Dataframe_obj.select(dataframe_obj.technology2).
orderBy(dataframe_obj.technology2.desc_nulls_last()).show()
Output:
Actually, there are two null values. First, .NET and PySpark are sorted in descending order, and two null values are placed last.
Overall Code
from pyspark.sql import SparkSession
spark_app = SparkSession.builder.appName('_').getOrCreate()
students =[(4,'sravan',23,None,None),
(4,'chandana',23,'CSS','PySpark'),
(46,'mounika',22,None,'.NET'),
(4,'deepika',21,'HTML',None),
]
dataframe_obj = spark_app.createDataFrame( students,
['subject_id','name','age','technology1','technology2'])
dataframe_obj.show()
#sort the technology1 column in descending order and get the null values first.
dataframe_obj.select(dataframe_obj.technology1).
orderBy(dataframe_obj.technology1.desc_nulls_first()).show()
#sort the technology2 column in descending order and get the null values first.
dataframe_obj.select(dataframe_obj.technology2).
orderBy(dataframe_obj.technology2.desc_nulls_first()).show()
#sort the technology1 column in descending order and get the null values last.
dataframe_obj.select(dataframe_obj.technology1).
orderBy(dataframe_obj.technology1.desc_nulls_last()).show()
#sort the technology1 column in descending order and get the null values last.
dataframe_obj.select(dataframe_obj.technology1).

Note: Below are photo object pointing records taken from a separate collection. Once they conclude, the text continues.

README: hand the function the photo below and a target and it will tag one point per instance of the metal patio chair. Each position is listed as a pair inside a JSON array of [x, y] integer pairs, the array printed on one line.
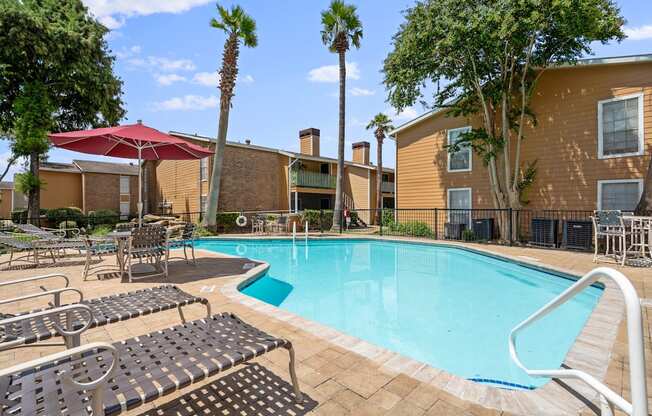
[[610, 226], [185, 241], [107, 379], [149, 246], [70, 320]]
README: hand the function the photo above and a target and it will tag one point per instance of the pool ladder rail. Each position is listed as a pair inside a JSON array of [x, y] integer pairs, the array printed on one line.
[[608, 398]]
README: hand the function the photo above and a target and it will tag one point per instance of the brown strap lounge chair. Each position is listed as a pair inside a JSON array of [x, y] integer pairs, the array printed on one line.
[[107, 379], [71, 320]]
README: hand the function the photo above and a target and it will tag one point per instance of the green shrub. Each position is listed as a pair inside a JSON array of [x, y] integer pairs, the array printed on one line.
[[412, 228], [57, 215], [103, 216]]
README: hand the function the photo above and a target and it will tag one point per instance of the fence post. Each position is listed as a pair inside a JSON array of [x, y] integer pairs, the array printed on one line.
[[436, 224], [511, 216]]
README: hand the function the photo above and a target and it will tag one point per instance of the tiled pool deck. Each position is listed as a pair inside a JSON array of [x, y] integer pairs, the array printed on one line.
[[341, 374]]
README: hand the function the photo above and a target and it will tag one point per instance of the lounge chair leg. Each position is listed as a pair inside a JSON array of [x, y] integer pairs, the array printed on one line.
[[293, 375]]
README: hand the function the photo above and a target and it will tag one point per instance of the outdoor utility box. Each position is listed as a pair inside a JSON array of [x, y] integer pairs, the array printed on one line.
[[578, 234], [543, 232], [453, 231], [483, 229]]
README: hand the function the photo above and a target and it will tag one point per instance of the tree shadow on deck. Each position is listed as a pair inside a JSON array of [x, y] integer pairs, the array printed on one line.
[[253, 390]]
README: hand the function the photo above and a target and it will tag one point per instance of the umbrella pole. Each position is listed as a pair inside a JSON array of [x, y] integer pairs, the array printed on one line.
[[140, 188]]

orderBy(dataframe_obj.technology1.desc_nulls_last()).show()
Conclusion
By the end of this PySpark tutorial, we learned that it is possible to deal with null while sorting the values in a DataFrame using the desc_nulls_first() and desc_nulls_last() functions. The desc_nulls_first() function sorts the values in a column in descending order, but it will arrange the existing null values in a column first. The desc_nulls_last() function sorts the values in a column in descending order, but it will arrange the existing null values in a column last. You can run the entire code specified in the last part of the tutorial.